LeBron James is not a sell out because the guy wants to win, he’s a realist. A star unselfish enough to admit that NO star including himself, can win a title completely on his own.

LeBron is stuck in the the Bill Clinton Vacuum. Though he does great things, he is brushed aside because of one unlikeable decision.

But greatness is not a grade school quiz on being friendly, it is brutal giftedness. And likeability is not the twin brother to being great.

LeBron made a  decision to better his career andhis life. Leading a Cleveland Cavs team the last seven years, that never boasted anybody better than a has-been version of Antawn Jamison warrants James departure.  No it does not warrant the overdone TV cinematic’s regarding “the decision,” nor the Pat Riley blowout introduction party in South Beach. Yet neither should it foster the illogical hysteria across America attempting to deny the man’s sheer dominance and greatness.

This isn’t patty cake kids. We are talking about a production entertainment, where all titles are but a decorative decor.
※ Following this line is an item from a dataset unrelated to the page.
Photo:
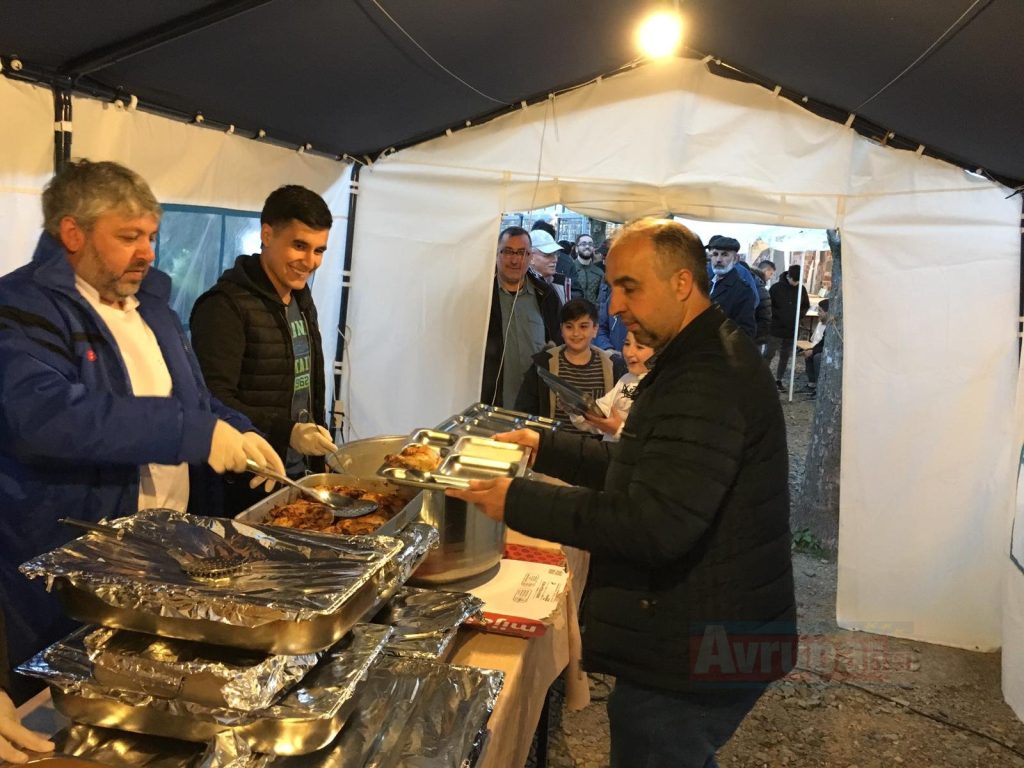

They might help the woman look fine, but if that woman is not fine without the jewelry or the tight fitting jeans, I say run, run as fast as you can.

Drop by the nearest bar and have a scotch on me. Look through the world with freshness and at what is truly great (it is not the girl next to you.). It is the scraggly bartender able to whip up drinks faster than the average Joe.